El proyecto de Ley de Servicios de Comunicación Audiovisual enviado al Parlamento por el Poder Ejecutivo es extenso y perfectible, pero uno de sus grandes méritos es el de plantear que la cuestión sea ubicada en un marco doctrinario moderno. En ese sentido corresponde destacar una idea que a muchos les puede parecer obvia, pero que aún afronta resistencias: no están en juego sólo las libertades de quienes conducen ciertas empresas dedicadas a la comunicación, y no se trata sólo de regular las relaciones entre tales empresas y el Estado. Esos aspectos del asunto son importantes, pero resulta crucial que también sea tenido en cuenta el derecho de acceder a informaciones y opiniones de todas las demás personas; y que se regulen, del modo que parezca más conveniente para la calidad de la democracia, las interacciones entre muchos y muy diversos actores, que en su enorme mayoría no son dueños de empresas ni gobernantes.
Además, la complejidad del escenario está determinada en gran medida por el hecho de que muchos de los medios de comunicación más potentes operan en un espacio acotado. En el mundo de la transmisión digital hay más lugar, pero sigue siendo lugar para pocos: por lo tanto, es necesario buscar soluciones con la intención de que las herramientas en manos de una minoría les sean útiles a todos. Y eso exige diseñar con sumo cuidado las reglas de juego, evitando muchos males posibles. No sólo los del control estatal arbitrario, sino también los del manejo privado irresponsable o mediocre, y también, entre otros, los derivados de pactos entre el Estado y las empresas en perjuicio de la mayoría de la población, e incluso los que surgen cuando algunos grupos de presión logran, aunque sea en nombre de causas nobles, una incidencia privilegiada en la definición de las normas generales.

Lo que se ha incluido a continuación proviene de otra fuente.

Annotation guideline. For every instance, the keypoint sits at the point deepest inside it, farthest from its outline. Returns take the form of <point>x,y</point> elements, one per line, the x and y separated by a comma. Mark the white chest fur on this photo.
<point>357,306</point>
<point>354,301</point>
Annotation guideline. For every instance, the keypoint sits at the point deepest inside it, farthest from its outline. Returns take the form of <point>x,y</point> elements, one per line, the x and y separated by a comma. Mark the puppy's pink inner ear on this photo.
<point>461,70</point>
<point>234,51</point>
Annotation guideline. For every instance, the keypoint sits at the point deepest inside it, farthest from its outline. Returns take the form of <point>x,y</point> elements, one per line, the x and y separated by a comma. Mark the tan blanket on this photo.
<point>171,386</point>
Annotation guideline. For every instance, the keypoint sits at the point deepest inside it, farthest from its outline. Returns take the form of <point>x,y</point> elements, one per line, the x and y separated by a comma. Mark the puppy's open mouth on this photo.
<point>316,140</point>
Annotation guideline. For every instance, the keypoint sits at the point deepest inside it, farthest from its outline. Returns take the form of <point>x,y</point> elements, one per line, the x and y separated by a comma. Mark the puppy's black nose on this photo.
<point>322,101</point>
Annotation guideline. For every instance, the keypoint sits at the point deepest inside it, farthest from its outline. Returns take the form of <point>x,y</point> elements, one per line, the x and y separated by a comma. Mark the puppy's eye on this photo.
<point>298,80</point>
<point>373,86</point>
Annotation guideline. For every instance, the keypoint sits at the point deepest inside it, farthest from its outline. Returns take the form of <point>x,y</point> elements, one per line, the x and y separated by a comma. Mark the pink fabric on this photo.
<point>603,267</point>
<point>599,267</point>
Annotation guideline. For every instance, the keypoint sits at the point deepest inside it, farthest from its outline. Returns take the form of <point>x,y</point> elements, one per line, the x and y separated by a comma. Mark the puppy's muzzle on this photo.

Asumir esas premisas es la base de algunos aspectos centrales del proyecto, como la limitación de la cantidad de medios que puede poseer un solo operador; la apertura a la existencia de medios comunitarios; la concesión del uso de frecuencias a partir de propuestas evaluables y por plazos determinados; la protección de los derechos de la infancia y de diversas minorías; el resguardo de la producción nacional; la limitación cuantitativa y cualitativa de la emisión de publicidad; o la creación de una defensoría de la audiencia.
Es cierto que, en algunos aspectos, el proyecto deja sabor a poco. Por ejemplo, al no profundizar acerca de las diferencias entre las empresas y los periodistas que trabajan para ellas, dejando espacio para el discurso de quienes, desde las primeras, invocan los derechos de los segundos para resistirse a cualquier forma de regulación, pero en la realidad suelen coartar el ejercicio libre y digno del periodismo, por acción y omisión, mucho más que las instituciones estatales. En todo caso, eso nos remite a otras batallas que deberán librarse, pero no le quita valor a la iniciativa presentada. Hacía mucho que el comienzo se hacía esperar.